Peanuts' cholesterol-lowering properties make them a useful tool in the fight against cardiovascular disease. In addition to lowering the likelihood of a heart attack or stroke, they can help prevent the formation of smaller clots in the blood.
Stimulates weight loss
Protein-rich foods have a greater satiety-to-calories ratio, so you can eat them in greater quantities before feeling full. As for the protein content, peanuts are next only to almonds among nuts. According to research, eating a good level of peanuts daily does not cause weight gain. Actually, if they eat peanuts, they might be able to trim down a bit.
Increases life expectancy
It's possible that consuming peanuts will extend your lifespan.
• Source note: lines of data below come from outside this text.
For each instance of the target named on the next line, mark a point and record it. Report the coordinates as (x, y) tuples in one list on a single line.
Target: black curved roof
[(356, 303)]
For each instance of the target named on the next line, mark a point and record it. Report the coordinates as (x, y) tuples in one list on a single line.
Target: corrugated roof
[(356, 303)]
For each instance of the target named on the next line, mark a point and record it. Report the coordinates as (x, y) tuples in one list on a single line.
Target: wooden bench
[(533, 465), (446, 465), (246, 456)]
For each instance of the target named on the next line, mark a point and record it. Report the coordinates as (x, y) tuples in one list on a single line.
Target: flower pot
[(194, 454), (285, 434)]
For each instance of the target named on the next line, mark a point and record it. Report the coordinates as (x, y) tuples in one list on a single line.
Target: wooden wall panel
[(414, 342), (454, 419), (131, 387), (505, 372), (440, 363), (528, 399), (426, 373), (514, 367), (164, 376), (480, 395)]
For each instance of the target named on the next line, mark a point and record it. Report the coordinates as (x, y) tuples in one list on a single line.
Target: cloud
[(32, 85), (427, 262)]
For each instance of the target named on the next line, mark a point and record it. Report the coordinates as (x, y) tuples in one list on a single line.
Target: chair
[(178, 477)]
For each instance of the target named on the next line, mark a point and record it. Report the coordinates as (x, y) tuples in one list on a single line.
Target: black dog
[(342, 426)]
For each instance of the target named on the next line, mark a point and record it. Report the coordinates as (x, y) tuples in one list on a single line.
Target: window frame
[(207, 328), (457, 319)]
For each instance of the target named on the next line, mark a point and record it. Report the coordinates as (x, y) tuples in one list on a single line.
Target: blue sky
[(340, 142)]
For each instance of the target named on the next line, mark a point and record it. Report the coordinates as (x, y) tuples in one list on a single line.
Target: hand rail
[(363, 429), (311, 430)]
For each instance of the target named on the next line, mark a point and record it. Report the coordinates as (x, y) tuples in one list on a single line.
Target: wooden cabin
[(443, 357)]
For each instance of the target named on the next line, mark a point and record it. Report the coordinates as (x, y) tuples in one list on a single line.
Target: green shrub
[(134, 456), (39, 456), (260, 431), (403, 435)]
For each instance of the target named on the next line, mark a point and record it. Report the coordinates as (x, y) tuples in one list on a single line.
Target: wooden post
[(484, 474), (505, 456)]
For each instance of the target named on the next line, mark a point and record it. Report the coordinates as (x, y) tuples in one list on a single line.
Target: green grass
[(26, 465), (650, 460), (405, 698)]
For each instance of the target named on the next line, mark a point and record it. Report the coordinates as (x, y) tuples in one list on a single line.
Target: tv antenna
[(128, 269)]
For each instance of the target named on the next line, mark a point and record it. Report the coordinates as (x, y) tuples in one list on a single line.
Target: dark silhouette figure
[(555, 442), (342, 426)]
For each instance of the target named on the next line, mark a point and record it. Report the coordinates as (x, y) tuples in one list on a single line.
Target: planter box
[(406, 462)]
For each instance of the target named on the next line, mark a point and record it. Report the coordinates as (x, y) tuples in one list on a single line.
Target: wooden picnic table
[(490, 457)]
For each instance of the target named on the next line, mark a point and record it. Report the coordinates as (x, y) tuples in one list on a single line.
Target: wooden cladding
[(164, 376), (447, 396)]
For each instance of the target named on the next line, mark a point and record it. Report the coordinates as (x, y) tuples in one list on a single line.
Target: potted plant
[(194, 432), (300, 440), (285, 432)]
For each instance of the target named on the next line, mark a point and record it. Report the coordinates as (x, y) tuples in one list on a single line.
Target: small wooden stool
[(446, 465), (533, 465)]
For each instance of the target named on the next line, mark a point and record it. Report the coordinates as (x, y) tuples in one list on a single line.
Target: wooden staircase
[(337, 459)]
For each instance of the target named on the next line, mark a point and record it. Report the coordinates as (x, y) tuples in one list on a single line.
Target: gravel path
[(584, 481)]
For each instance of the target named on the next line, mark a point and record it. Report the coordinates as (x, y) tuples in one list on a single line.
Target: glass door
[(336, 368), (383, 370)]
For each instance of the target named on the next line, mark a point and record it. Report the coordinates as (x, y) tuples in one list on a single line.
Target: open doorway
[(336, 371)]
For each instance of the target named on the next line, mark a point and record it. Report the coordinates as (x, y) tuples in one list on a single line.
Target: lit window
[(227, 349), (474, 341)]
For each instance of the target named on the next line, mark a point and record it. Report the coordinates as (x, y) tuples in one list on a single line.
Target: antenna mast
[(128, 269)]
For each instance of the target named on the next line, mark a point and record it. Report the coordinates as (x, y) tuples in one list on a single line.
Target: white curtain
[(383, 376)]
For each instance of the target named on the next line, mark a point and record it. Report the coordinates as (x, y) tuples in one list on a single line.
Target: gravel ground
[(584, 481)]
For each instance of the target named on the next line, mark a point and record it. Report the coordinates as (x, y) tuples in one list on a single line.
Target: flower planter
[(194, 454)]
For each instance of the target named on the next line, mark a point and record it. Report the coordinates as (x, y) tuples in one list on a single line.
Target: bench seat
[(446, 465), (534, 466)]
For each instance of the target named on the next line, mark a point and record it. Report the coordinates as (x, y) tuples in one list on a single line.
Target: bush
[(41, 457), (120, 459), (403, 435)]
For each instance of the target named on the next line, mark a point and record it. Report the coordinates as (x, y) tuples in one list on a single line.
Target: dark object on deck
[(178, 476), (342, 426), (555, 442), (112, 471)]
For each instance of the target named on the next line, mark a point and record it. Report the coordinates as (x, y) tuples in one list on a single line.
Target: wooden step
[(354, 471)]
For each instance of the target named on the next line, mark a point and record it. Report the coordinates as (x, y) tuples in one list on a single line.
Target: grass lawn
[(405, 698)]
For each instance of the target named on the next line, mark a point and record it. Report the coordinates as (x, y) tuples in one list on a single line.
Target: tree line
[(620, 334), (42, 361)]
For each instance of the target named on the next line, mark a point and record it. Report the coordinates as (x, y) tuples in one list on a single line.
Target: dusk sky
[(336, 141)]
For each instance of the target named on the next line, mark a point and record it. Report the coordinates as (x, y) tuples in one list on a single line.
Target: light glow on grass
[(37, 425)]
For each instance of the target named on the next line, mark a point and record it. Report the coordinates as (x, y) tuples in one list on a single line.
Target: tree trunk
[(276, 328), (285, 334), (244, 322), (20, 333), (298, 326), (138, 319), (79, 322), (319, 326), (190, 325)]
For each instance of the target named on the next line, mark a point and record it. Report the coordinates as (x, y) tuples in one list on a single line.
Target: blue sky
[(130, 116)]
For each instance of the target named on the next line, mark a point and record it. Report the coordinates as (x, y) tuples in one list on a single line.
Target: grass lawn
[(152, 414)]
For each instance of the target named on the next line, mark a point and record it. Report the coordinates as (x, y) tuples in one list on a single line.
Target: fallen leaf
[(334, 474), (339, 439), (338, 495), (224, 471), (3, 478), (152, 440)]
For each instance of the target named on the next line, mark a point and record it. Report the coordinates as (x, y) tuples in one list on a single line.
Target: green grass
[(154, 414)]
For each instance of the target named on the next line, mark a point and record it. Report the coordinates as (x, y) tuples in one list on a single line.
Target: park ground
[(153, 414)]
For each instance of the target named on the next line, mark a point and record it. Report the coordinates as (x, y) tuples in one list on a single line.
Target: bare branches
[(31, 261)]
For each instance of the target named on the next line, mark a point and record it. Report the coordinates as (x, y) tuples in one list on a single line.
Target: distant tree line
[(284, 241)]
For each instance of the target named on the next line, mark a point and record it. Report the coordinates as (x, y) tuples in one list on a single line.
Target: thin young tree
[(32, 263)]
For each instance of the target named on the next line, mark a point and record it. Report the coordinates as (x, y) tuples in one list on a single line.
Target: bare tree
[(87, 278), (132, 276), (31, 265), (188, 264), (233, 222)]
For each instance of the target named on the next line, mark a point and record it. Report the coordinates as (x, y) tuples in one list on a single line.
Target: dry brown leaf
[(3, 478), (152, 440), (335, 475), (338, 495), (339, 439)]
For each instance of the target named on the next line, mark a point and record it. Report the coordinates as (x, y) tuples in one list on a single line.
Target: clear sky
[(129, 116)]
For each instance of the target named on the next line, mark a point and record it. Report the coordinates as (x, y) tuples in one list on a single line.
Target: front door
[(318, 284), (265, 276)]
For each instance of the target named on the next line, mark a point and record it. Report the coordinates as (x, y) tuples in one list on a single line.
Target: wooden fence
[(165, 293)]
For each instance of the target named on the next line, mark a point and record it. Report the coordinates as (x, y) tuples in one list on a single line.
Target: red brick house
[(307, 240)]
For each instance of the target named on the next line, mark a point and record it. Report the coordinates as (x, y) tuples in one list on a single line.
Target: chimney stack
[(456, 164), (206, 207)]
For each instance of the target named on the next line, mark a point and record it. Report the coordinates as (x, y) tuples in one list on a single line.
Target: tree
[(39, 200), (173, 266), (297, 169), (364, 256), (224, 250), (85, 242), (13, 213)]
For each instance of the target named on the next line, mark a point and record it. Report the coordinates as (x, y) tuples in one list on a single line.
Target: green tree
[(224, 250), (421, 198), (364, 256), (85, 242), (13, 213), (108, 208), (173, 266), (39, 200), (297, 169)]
Eating nuts on a daily basis has been associated with a lower risk of death from any cause, according to a large-scale research of nut eaters.
The observational nature of the study means that it cannot say for certain that peanuts are the direct cause of the lower mortality rates, but it does establish a strong association.
When you eat peanuts, your blood sugar won't surge because they have a low glycemic index. Eating peanuts has been demonstrated to reduce the chance of developing type 2 diabetes in women.
In addition to helping with digestion, the fibre in peanuts can help lower systemic inflammation.
Eating peanut butter has been linked to a reduced incidence of gastric non cardia adenocarcinoma in older adults.